Happy to help you set this up. Conceptually, what are you trying to maximize here? I think you probably want the advice to be "good" (what's good? what's bad? what are you looking for in the output?) and want the category to be correct (do you have labels? can we just do exact match for this?).
That must be a typo from copying from the docs. I'll fix this. Basically, the prompt asks for categories that represent issues in a design and design advice that guides a user on how to improve the design. The categories are related to the advice provided. For evaluation, I'm doing like this:
with dspy.context(lm=self._eval_lm):
principles_eval = dspy.Predict(Assess)(
input_expected_text=example.categories,
output_predicted_text=prediction.categories,
assessment_question=self._eval_config.principles_criteria,
)
advice_eval = dspy.Predict(Assess)(
input_expected_text=example.advice,
output_predicted_text=prediction.advice,
assessment_question=self._eval_config.advice_criteria,
)
Where the criteria are:
principles_criteria: str = "Evaluate whether all key principles in the input are covered in the output. Missing principles or irrelevant additions will affect the score."
advice_criteria: str = "Evaluate whether the output provides the same actionable advice as the input, allowing flexibility in phrasing but ensuring the intent remains the same."
So what we want to maximize is both the classification accuracy and the content of the advice given the expected one. A match could be done for the categories (guaranteeing order doesn't matter), but not for the advice, which is in natural language.
Again, thanks for all the feedback and guidance.
Thank you @paulacanva ! In the spirit of starting simple, could you optimize just the category first?
Here's one way to do it. First, define the program using the signature above:
advisor = dspy.ChainOfThought(AdviceSignature)
Second, evaluate the baseline. Do not proceed if anything seems wrong or the score is unexpectedly low here.
def correct_category(example, pred, trace=None):
# TODO: check that example.category == pred.category
pass
evaluate = dspy.Evaluate(devset=devset, metric=correct_category, num_threads=16, display_progress=True, display_table=5)
evaluate(advisor)
Next, optimize it:
tp = dspy.MIPROv2(metric=correct_category, auto="medium", num_threads=16)
optimized_advisor = tp.compile(advisor, trainset=trainset, requires_permission_to_run=False)
Then, evaluate it. Make sure your trainset has somewhere in the vicinity of 100--500 examples. Same for the devset.
Follow-up Question: What do you mean by "guaranteeing order doesn't matter"? Order of what?
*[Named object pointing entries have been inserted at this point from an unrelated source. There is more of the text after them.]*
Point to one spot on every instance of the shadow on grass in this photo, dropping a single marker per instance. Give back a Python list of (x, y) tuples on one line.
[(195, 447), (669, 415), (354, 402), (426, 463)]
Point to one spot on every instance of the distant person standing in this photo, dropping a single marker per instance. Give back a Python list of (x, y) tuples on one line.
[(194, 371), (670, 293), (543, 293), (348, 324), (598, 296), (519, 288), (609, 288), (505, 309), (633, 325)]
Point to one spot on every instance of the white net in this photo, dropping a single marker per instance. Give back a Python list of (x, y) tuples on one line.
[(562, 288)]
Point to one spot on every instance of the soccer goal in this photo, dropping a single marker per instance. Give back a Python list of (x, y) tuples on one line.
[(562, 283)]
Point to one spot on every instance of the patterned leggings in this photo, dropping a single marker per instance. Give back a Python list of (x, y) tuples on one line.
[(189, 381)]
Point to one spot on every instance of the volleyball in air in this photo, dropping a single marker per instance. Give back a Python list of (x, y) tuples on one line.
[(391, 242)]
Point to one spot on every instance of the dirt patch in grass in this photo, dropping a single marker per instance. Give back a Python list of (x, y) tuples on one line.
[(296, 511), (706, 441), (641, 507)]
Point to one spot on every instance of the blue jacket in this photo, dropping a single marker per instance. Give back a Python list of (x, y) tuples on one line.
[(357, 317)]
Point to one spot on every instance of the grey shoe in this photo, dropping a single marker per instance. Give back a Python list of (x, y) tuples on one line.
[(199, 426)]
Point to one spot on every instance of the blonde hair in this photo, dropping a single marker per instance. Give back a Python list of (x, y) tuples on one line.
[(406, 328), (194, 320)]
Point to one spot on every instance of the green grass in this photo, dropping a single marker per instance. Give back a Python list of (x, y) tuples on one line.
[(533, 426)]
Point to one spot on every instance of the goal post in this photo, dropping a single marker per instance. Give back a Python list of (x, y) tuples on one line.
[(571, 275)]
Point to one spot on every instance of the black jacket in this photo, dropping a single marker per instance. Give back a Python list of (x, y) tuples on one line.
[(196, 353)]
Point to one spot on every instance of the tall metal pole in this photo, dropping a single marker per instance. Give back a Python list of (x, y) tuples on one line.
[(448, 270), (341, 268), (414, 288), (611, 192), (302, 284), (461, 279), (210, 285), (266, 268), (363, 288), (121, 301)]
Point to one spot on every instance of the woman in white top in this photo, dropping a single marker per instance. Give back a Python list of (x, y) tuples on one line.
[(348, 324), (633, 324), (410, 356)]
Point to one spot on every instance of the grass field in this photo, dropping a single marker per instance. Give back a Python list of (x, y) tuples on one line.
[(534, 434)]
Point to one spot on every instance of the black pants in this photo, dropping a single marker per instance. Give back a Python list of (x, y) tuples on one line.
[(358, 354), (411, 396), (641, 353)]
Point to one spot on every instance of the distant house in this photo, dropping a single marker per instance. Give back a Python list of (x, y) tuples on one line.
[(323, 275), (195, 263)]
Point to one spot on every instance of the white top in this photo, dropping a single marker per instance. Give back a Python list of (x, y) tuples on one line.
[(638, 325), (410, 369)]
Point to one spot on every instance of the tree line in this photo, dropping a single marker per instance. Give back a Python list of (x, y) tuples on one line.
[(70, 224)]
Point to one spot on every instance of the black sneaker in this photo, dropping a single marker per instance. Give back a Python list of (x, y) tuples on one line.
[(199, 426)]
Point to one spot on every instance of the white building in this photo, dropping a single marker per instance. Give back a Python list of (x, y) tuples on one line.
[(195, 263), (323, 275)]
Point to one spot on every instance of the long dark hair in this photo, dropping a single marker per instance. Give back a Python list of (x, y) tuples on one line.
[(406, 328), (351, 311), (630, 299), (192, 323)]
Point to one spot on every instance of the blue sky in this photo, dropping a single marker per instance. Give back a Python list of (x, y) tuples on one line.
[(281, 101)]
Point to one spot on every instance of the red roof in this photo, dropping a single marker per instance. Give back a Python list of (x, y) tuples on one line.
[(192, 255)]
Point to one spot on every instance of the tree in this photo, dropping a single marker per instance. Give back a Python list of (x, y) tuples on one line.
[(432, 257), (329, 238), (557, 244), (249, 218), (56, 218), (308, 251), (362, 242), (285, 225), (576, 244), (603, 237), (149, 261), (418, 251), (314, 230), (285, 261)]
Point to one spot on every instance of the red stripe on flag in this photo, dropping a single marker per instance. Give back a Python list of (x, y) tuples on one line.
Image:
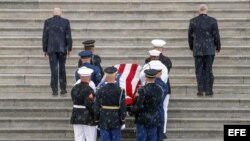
[(121, 68), (129, 79)]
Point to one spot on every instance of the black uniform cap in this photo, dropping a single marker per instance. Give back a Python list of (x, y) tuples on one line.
[(110, 70), (151, 73), (89, 43)]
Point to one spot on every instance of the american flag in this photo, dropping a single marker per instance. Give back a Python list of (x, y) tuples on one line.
[(129, 80)]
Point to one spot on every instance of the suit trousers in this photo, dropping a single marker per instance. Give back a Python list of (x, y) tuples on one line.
[(84, 132), (58, 60), (204, 72)]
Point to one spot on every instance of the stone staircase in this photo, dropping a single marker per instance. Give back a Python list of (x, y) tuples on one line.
[(123, 30)]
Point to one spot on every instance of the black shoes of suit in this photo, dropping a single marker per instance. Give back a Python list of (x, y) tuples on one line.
[(63, 93)]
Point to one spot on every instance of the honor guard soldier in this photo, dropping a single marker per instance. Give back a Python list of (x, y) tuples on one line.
[(154, 54), (158, 45), (95, 59), (86, 58), (110, 108), (146, 108), (162, 110), (83, 108)]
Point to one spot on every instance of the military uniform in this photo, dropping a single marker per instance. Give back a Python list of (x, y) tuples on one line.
[(168, 63), (163, 115), (145, 110), (96, 75), (83, 111), (95, 59), (110, 110)]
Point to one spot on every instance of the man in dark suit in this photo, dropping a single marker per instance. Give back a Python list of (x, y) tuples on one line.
[(204, 40), (57, 44)]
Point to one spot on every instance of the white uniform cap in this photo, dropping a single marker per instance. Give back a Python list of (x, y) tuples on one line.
[(154, 52), (85, 71), (158, 43)]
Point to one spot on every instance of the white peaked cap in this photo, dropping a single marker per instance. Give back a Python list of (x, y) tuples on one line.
[(83, 71), (156, 64), (154, 52), (158, 43)]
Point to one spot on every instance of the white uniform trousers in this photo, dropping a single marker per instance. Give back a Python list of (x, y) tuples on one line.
[(84, 132), (165, 107)]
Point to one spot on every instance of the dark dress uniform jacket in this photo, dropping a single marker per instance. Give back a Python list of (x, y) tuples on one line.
[(168, 63), (57, 35), (80, 96), (203, 35), (95, 60), (146, 106), (110, 95)]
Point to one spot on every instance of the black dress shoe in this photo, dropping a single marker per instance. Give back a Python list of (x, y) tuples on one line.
[(55, 94), (200, 94), (63, 92), (209, 94)]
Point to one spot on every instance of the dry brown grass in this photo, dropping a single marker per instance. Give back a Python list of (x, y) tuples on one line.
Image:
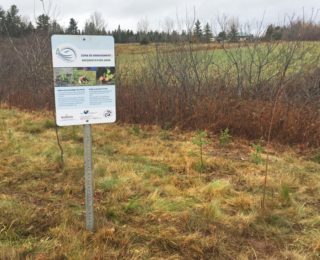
[(150, 202)]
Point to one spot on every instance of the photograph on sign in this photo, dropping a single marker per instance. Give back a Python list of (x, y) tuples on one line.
[(84, 79)]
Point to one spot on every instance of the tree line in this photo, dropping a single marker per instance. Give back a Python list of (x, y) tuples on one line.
[(13, 25)]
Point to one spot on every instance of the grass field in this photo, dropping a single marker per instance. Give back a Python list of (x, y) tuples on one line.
[(151, 200)]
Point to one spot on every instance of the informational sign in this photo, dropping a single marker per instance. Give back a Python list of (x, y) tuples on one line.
[(84, 79)]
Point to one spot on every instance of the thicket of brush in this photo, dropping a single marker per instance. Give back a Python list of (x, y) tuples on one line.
[(241, 86)]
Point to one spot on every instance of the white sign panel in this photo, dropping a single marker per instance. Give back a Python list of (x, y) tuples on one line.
[(84, 78)]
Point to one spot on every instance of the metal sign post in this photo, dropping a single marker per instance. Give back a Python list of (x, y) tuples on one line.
[(84, 81), (87, 140)]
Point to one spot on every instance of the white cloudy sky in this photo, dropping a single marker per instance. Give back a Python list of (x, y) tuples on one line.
[(127, 13)]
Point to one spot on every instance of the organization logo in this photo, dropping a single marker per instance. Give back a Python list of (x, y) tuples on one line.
[(107, 113), (66, 54)]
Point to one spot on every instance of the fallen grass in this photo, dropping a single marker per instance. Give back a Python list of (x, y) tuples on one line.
[(150, 202)]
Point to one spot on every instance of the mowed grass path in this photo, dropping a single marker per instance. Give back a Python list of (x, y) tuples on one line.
[(150, 201)]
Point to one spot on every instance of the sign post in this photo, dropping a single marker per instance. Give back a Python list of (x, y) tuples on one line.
[(84, 81), (88, 176)]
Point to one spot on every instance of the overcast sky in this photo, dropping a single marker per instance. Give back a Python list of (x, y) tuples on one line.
[(127, 13)]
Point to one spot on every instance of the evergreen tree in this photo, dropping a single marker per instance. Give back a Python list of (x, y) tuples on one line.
[(197, 32), (12, 22), (233, 34), (56, 28), (43, 22), (73, 27), (207, 32), (222, 36)]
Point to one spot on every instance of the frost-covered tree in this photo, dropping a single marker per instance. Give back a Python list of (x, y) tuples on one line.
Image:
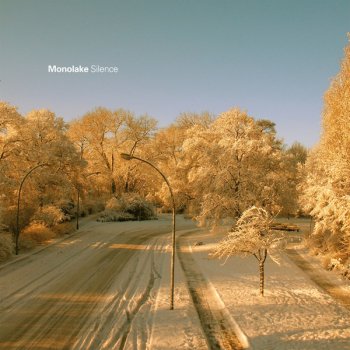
[(326, 185), (235, 162), (252, 235)]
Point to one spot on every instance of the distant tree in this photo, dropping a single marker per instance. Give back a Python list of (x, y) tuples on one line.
[(326, 185), (251, 235), (236, 163)]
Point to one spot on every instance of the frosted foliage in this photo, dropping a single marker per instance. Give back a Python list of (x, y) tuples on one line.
[(49, 216), (326, 185), (237, 164), (251, 234)]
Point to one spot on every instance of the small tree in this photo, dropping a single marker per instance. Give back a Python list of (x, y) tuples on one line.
[(251, 235)]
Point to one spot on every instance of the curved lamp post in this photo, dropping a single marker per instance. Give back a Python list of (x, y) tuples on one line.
[(19, 200), (172, 267)]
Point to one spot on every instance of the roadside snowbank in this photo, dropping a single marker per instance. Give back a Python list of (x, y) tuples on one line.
[(294, 314)]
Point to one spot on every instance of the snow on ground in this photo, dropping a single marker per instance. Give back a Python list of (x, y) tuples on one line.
[(179, 328), (294, 314)]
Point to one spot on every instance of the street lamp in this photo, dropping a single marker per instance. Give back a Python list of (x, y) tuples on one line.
[(172, 266), (19, 200)]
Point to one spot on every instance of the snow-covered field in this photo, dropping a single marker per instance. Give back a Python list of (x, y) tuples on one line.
[(294, 313), (107, 287)]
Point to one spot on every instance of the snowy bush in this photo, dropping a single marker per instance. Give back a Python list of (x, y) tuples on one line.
[(129, 206), (37, 232), (139, 207), (63, 229), (49, 216), (110, 216)]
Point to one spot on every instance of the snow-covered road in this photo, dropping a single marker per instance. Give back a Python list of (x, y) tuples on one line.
[(85, 292), (107, 287)]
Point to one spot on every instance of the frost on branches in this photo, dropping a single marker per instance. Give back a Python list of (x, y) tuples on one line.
[(326, 186), (252, 235)]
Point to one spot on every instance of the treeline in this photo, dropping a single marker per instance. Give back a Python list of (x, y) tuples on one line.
[(217, 166), (325, 191)]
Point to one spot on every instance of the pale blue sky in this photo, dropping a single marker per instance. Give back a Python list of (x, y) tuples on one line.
[(273, 58)]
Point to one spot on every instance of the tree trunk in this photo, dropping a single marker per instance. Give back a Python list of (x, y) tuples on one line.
[(262, 277), (113, 186)]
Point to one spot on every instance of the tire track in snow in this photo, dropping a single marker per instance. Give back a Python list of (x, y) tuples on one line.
[(217, 328)]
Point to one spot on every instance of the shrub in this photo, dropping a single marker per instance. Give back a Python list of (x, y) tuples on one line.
[(49, 216), (6, 246), (129, 206), (63, 229), (37, 232), (111, 215), (139, 207)]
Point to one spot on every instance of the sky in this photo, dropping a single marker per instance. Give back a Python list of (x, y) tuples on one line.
[(271, 58)]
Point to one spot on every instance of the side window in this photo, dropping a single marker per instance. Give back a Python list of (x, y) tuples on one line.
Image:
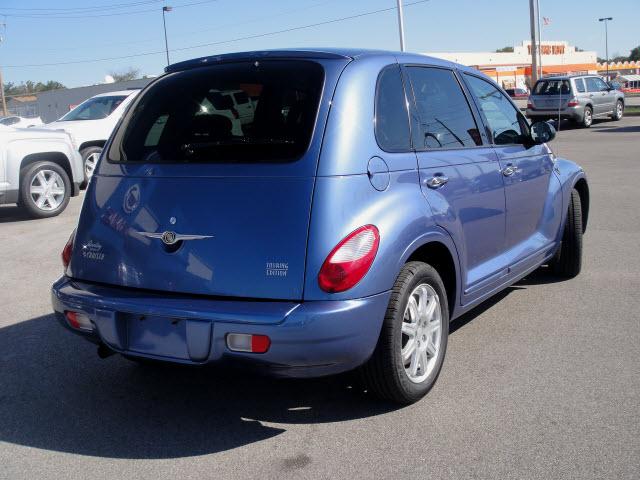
[(10, 121), (506, 124), (392, 119), (603, 87), (445, 117), (595, 84)]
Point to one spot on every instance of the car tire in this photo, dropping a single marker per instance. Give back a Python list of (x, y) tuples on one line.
[(386, 373), (587, 117), (567, 262), (90, 156), (618, 113), (45, 189)]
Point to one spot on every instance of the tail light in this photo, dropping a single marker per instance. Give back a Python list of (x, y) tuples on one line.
[(350, 260), (68, 250), (244, 342)]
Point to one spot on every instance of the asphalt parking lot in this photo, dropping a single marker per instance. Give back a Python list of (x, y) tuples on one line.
[(542, 382)]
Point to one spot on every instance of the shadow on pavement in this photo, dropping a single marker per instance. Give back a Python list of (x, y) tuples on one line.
[(56, 394), (12, 213), (628, 129)]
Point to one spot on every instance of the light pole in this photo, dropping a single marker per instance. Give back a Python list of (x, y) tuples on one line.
[(164, 24), (401, 25), (606, 40), (535, 40)]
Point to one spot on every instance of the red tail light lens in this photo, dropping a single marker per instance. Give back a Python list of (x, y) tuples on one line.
[(244, 342), (350, 260), (68, 250)]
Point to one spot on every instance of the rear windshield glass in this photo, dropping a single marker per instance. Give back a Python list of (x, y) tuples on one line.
[(94, 108), (552, 87), (190, 116)]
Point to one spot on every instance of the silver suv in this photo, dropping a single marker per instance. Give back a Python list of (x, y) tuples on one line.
[(580, 98)]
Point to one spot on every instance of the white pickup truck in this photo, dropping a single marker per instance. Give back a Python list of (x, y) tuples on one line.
[(92, 122), (39, 170)]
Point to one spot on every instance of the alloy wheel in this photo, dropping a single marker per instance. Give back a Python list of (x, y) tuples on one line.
[(47, 190), (421, 333)]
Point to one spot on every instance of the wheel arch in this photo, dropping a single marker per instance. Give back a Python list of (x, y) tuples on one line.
[(440, 256), (58, 158), (92, 143), (583, 190)]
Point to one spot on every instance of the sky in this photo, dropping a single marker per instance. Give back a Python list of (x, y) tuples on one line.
[(41, 44)]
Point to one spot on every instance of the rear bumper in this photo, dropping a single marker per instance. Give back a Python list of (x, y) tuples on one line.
[(308, 339), (571, 113)]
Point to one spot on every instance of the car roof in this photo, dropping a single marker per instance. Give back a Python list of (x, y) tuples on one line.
[(119, 92), (311, 53), (567, 77)]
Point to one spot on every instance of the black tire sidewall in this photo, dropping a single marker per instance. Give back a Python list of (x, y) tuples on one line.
[(423, 274), (27, 203)]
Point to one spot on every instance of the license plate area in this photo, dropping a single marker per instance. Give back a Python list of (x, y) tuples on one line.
[(157, 335)]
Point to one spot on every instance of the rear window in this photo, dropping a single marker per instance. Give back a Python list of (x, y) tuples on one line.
[(94, 109), (552, 87), (190, 116)]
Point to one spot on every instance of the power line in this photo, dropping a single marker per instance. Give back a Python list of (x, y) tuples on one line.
[(84, 9), (221, 42), (49, 16), (180, 35)]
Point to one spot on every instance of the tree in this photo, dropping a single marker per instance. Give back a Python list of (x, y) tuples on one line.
[(125, 75), (29, 87)]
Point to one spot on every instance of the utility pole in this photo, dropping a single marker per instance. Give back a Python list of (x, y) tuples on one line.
[(401, 25), (606, 40), (4, 101), (535, 39), (164, 24)]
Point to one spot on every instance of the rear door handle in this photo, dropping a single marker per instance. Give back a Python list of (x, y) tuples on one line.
[(436, 181), (509, 170)]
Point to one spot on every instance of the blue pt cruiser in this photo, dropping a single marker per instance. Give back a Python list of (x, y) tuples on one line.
[(312, 212)]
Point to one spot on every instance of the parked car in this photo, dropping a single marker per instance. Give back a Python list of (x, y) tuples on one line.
[(364, 207), (579, 98), (91, 123), (20, 122), (517, 92), (39, 170)]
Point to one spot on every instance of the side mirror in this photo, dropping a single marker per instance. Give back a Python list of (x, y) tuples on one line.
[(542, 132)]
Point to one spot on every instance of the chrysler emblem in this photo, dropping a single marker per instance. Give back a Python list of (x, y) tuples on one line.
[(171, 238)]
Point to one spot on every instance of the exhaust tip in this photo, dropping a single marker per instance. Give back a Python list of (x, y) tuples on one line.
[(104, 351)]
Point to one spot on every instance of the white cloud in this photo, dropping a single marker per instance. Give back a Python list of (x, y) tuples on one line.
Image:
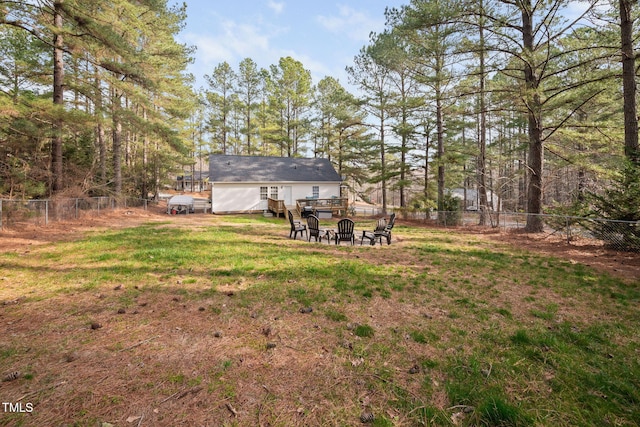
[(356, 25), (231, 42), (277, 7)]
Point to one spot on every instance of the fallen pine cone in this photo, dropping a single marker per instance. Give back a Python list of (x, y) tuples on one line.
[(367, 417), (12, 376)]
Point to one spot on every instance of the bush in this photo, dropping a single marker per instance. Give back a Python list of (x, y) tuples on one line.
[(452, 214)]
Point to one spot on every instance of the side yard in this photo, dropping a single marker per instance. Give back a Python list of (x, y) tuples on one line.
[(207, 320)]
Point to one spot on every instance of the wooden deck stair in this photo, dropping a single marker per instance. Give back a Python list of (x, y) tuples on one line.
[(294, 211)]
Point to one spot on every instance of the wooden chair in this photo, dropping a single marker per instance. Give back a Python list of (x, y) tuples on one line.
[(314, 230), (345, 231), (376, 234), (296, 227), (386, 233)]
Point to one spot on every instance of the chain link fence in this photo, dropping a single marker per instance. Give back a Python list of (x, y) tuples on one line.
[(16, 213), (612, 234)]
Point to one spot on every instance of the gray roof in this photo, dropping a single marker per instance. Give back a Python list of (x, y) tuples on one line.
[(223, 168)]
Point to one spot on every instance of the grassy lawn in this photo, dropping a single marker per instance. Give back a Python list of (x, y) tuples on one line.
[(229, 322)]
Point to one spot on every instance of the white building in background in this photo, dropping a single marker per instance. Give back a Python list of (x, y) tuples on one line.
[(244, 183)]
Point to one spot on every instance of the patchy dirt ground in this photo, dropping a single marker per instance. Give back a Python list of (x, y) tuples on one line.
[(625, 265), (152, 372)]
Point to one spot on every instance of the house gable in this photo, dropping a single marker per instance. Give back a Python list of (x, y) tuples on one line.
[(255, 169)]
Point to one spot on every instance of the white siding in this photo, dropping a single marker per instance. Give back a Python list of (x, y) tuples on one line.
[(245, 197)]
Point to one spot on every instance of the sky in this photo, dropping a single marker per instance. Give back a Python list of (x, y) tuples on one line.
[(324, 35)]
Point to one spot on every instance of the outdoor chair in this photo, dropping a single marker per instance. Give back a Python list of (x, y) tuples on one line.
[(345, 231), (386, 233), (376, 234), (296, 227), (314, 229)]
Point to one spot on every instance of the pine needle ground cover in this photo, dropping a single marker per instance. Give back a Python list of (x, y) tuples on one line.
[(229, 322)]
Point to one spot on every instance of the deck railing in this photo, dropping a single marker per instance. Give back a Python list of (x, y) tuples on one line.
[(277, 207), (337, 205)]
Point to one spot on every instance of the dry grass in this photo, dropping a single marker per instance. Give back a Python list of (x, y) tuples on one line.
[(211, 341)]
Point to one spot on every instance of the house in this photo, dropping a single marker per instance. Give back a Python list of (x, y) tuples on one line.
[(197, 182), (246, 183)]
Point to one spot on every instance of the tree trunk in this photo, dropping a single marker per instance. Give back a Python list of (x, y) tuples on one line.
[(117, 145), (383, 165), (631, 150), (440, 148), (536, 152), (482, 140), (58, 99)]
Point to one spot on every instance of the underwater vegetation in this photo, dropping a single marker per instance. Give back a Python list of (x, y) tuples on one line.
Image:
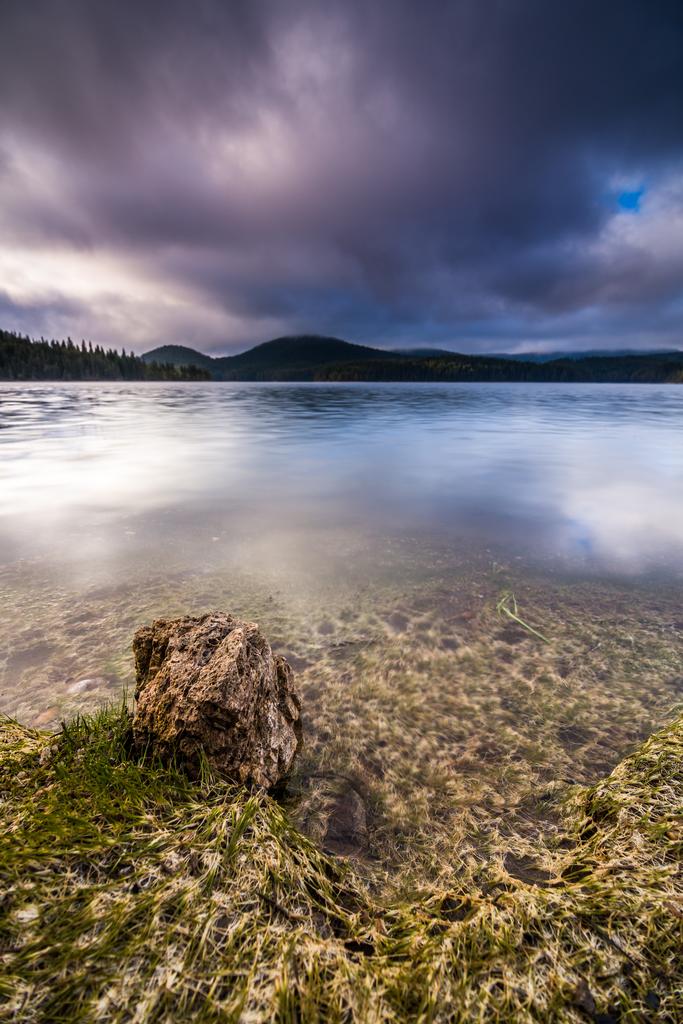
[(131, 894)]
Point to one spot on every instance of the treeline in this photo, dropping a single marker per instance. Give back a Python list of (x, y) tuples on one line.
[(666, 369), (24, 359)]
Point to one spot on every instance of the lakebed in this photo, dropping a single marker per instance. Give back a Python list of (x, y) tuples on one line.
[(449, 747)]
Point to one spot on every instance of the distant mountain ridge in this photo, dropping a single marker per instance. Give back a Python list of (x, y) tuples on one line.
[(287, 357), (314, 357)]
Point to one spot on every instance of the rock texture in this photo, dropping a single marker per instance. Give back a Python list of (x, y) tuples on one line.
[(211, 686)]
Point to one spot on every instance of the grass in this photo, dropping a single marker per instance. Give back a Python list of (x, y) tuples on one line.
[(507, 607), (132, 894)]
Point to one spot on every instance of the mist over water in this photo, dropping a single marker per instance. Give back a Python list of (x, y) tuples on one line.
[(371, 530), (96, 478)]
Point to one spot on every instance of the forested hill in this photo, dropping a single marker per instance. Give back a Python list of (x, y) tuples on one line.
[(24, 359), (619, 370), (310, 357)]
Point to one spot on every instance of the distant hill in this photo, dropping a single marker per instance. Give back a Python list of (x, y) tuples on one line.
[(24, 359), (178, 355), (312, 357), (292, 357), (589, 353), (422, 353)]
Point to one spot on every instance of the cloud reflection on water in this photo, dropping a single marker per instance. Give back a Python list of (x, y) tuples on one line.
[(276, 473)]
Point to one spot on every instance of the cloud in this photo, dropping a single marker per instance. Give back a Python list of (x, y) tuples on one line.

Do you need the output of category: Literal[....]
to actually be categories: list[Literal[...]]
?
Yes, that's correct -> categories: list [Literal [...]]
. This is what I have now. However, the prompt remains the same with a 2-line addition in the extended_signature
. I'm checking with my manager if there's a way to collaborate with DSPy and share more, as I believe leveraging this framework could help the whole company. I'll get back to you, if that's okay, once I have something more concrete.
Thanks @paulacanva ! Either way, keep us posted. Happy to help here.
I've been trying to use DSPy in different contexts where I see fit, but I've been unsuccessful in obtaining any good results. I have a very long prompt for a classification task that needs to describe the classes in depth. When I use this prompt for benchmark evaluation, I get a low metric of 20% accuracy using G-Eval. So I thought DSPy could be the way to go here. I used it with both MIPROv2 and CoPro, yet I can't get anything that makes sense. For MIPROv2 with Predictor, all my classes are removed and I get a very generic prompt:
When using MIPROv2 with Chain of Thought, the output is a messed up prompt that uses XML tags, the output being not valid XML at all. Plus, a great deal of classes are also removed. I used all my data (with 30 examples per class) for this task, and yet it's not giving me anything useful. It basically copies half of my prompt, removes a lot of classes, and messes with all the XML tags. All of this using GPT4o.
Overall, it seems to be always trying to "summarize" the prompt.